As Example 1.2 shows, there may be polynomials of degree smaller than ${\displaystyle n^{2}}$ that zero the map or matrix.

Definition 1.5

The minimal polynomial ${\displaystyle m(x)}$ of a transformation ${\displaystyle t}$ or a square matrix ${\displaystyle T}$ is the polynomial of least degree and with leading coefficient ${\displaystyle 1}$ such that ${\displaystyle m(t)}$ is the zero map or ${\displaystyle m(T)}$ is the zero matrix.

A minimal polynomial always exists by the observation opening this subsection. A minimal polynomial is unique by the "with leading coefficient ${\displaystyle 1}$" clause. This is because if there are two polynomials ${\displaystyle m(x)}$ and ${\displaystyle {\hat {m}}(x)}$ that are both of the minimal degree to make the map or matrix zero (and thus are of equal degree), and both have leading ${\displaystyle 1}$'s, then their difference ${\displaystyle m(x)-{\hat {m}}(x)}$ has a smaller degree than either and still sends the map or matrix to zero. Thus ${\displaystyle m(x)-{\hat {m}}(x)}$ is the zero polynomial and the two are equal. (The leading coefficient requirement also prevents a minimal polynomial from being the zero polynomial.)

Example 1.6

We can see that ${\displaystyle m(x)=x^{2}-2x-1}$ is minimal for the matrix of Example 1.2 by computing the powers of ${\displaystyle T}$ up to the power ${\displaystyle n^{2}=4}$.

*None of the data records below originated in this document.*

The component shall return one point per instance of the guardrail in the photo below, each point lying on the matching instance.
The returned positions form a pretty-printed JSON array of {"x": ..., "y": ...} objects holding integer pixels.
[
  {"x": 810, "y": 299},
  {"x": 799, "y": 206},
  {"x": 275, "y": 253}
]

${\displaystyle T^{2}={\begin{pmatrix}1/2&-{\sqrt {3}}/2\\{\sqrt {3}}/2&1/2\end{pmatrix}}\quad T^{3}={\begin{pmatrix}0&-1\\1&0\end{pmatrix}}\quad T^{4}={\begin{pmatrix}-1/2&-{\sqrt {3}}/2\\{\sqrt {3}}/2&-1/2\end{pmatrix}}}$

Next, put ${\displaystyle c_{4}T^{4}+c_{3}T^{3}+c_{2}T^{2}+c_{1}T+c_{0}I}$ equal to the zero matrix

${\displaystyle {\begin{array}{*{5}{rc}r}-(1/2)c_{4}&&&+&(1/2)c_{2}&+&({\sqrt {3}}/2)c_{1}&+&c_{0}&=&0\\-({\sqrt {3}}/2)c_{4}&-&c_{3}&-&({\sqrt {3}}/2)c_{2}&-&(1/2)c_{1}&&&=&0\\({\sqrt {3}}/2)c_{4}&+&c_{3}&+&({\sqrt {3}}/2)c_{2}&+&(1/2)c_{1}&&&=&0\\-(1/2)c_{4}&&&+&(1/2)c_{2}&+&({\sqrt {3}}/2)c_{1}&+&c_{0}&=&0\end{array}}}$

and use Gauss' method.

${\displaystyle {\begin{array}{*{5}{rc}r}c_{4}&&&-&c_{2}&-&{\sqrt {3}}c_{1}&-&2c_{0}&=&0\\&&c_{3}&+&{\sqrt {3}}c_{2}&+&2c_{1}&+&{\sqrt {3}}c_{0}&=&0\end{array}}}$

Setting ${\displaystyle c_{4}}$, ${\displaystyle c_{3}}$, and ${\displaystyle c_{2}}$ to zero forces ${\displaystyle c_{1}}$ and ${\displaystyle c_{0}}$ to also come out as zero. To get a leading one, the most we can do is to set ${\displaystyle c_{4}}$ and ${\displaystyle c_{3}}$ to zero. Thus the minimal polynomial is quadratic.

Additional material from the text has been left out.